On the bright side, they found high consensus around pregnancy assessment (97 percent of responding practices) and obtaining informed consent (87 percent) before imaging, having a written policy on imaging pregnant patients (79 percent), modification of CT protocols to reduce radiation dose (74 percent), avoiding gadolinium contrast in MRI (74 percent), using ultrasound for initial imaging in some scenarios and using CT in trauma cases after inconclusive ultrasound.
Comparing their results with those from a 2007 study, they labeled as “areas of emerging consensus” the use of serum or urine testing to confirm pregnancy status (59.4 percent; previously 14 percent) and the use of MRI in suspected appendicitis after an inconclusive ultrasound (73 percent in first trimester and 67 percent in third trimester; previously 46 percent and 29 percent, respectively).

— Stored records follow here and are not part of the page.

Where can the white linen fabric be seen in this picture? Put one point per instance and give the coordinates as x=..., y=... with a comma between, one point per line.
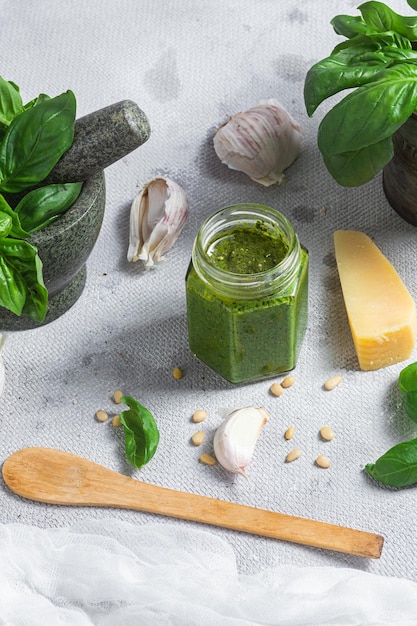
x=109, y=572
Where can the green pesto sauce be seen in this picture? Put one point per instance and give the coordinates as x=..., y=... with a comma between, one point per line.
x=245, y=340
x=248, y=249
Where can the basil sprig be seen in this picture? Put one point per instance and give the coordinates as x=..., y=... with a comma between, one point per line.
x=33, y=137
x=378, y=62
x=141, y=432
x=397, y=467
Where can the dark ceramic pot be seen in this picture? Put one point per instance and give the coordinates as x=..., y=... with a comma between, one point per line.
x=63, y=248
x=400, y=175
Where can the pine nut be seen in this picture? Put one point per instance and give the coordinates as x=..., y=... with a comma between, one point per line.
x=117, y=396
x=177, y=373
x=289, y=433
x=326, y=433
x=332, y=382
x=198, y=438
x=323, y=461
x=207, y=459
x=101, y=415
x=276, y=389
x=199, y=416
x=293, y=455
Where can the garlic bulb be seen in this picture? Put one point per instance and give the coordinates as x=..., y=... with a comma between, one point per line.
x=261, y=142
x=2, y=369
x=235, y=439
x=157, y=216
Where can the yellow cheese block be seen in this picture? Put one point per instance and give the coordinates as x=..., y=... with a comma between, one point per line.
x=381, y=311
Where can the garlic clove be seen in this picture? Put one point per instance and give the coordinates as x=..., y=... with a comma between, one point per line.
x=235, y=439
x=262, y=142
x=157, y=217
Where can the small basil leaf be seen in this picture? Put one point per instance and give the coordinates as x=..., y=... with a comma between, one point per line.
x=379, y=16
x=349, y=26
x=141, y=432
x=16, y=229
x=35, y=141
x=5, y=224
x=22, y=289
x=44, y=205
x=397, y=467
x=10, y=102
x=36, y=101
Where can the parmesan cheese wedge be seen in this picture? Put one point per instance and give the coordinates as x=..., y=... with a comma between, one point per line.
x=380, y=310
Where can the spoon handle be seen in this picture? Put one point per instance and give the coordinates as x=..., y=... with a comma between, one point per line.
x=58, y=477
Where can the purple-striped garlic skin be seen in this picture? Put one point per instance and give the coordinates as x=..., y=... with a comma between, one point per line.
x=157, y=217
x=262, y=142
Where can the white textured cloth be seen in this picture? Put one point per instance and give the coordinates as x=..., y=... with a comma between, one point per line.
x=188, y=65
x=109, y=572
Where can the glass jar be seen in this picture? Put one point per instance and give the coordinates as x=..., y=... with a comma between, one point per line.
x=246, y=289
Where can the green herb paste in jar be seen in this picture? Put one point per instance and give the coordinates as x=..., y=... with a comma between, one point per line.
x=247, y=293
x=248, y=249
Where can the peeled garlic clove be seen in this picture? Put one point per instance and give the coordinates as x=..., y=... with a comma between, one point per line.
x=235, y=439
x=157, y=216
x=261, y=142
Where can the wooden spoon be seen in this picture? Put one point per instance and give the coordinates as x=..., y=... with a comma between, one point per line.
x=57, y=477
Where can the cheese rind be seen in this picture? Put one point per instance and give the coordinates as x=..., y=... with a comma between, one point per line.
x=381, y=312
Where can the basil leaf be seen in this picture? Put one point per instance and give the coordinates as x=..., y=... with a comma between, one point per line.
x=342, y=70
x=10, y=102
x=141, y=432
x=358, y=167
x=35, y=141
x=397, y=467
x=22, y=290
x=360, y=127
x=44, y=205
x=5, y=224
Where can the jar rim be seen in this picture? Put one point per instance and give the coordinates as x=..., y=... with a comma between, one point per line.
x=223, y=219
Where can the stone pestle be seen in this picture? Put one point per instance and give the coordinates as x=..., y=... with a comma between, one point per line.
x=100, y=139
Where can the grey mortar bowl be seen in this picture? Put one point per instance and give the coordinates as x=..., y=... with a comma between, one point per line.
x=100, y=139
x=64, y=247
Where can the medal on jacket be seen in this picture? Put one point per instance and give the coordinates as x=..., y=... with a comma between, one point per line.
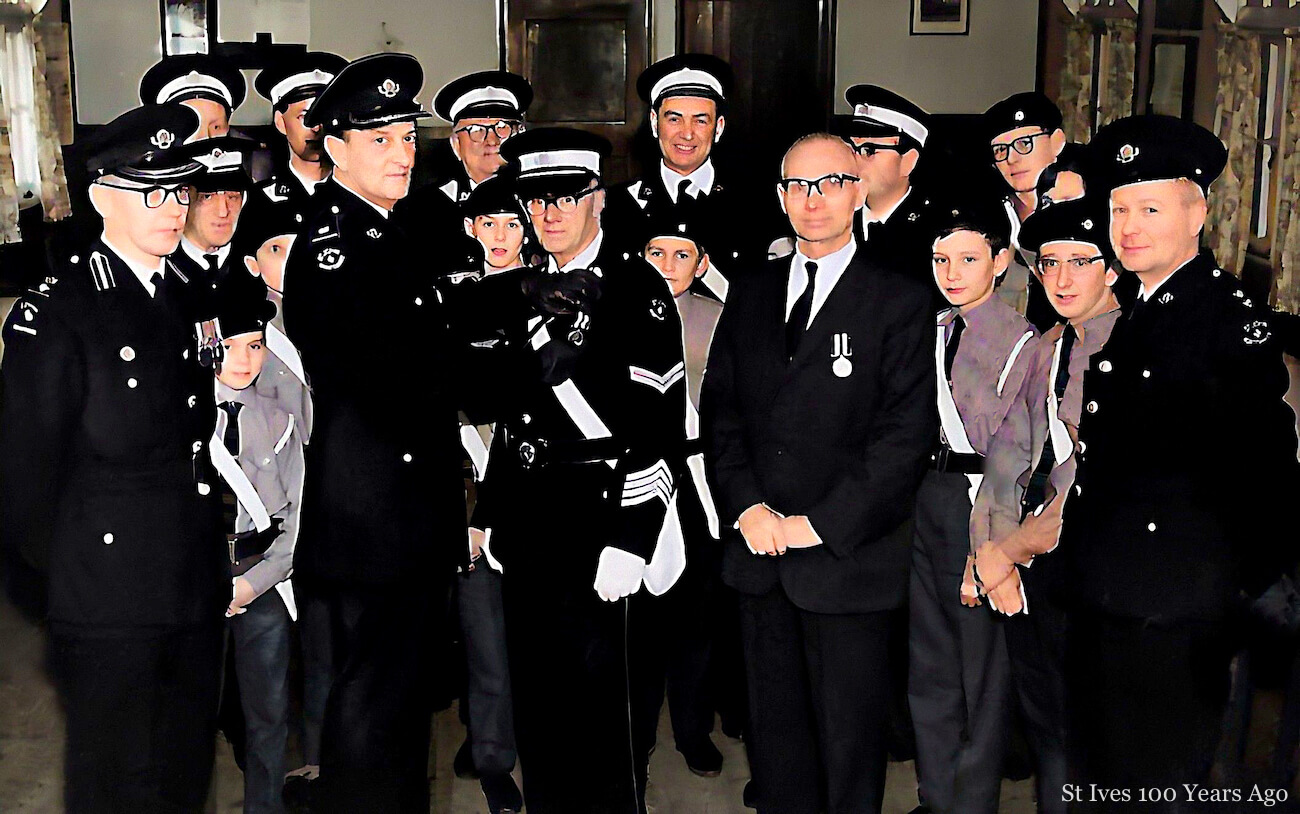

Noting that the American College of Radiology and the American Congress of Obstetricians and Gynecologists have both issued guidelines on imaging pregnant or potentially pregnant patients with abdominal and pelvic conditions, the authors underscore that radiology practice patterns continue to unevenly align with such guidelines.
“Areas of consensus have emerged compared with past studies and in agreement with current guidelines, but practice consensus is still lacking in several areas,” Hansen et al. write. “We hope this survey will help to increase awareness of this relevant, somewhat controversial topic, and will hopefully guide future education and research.”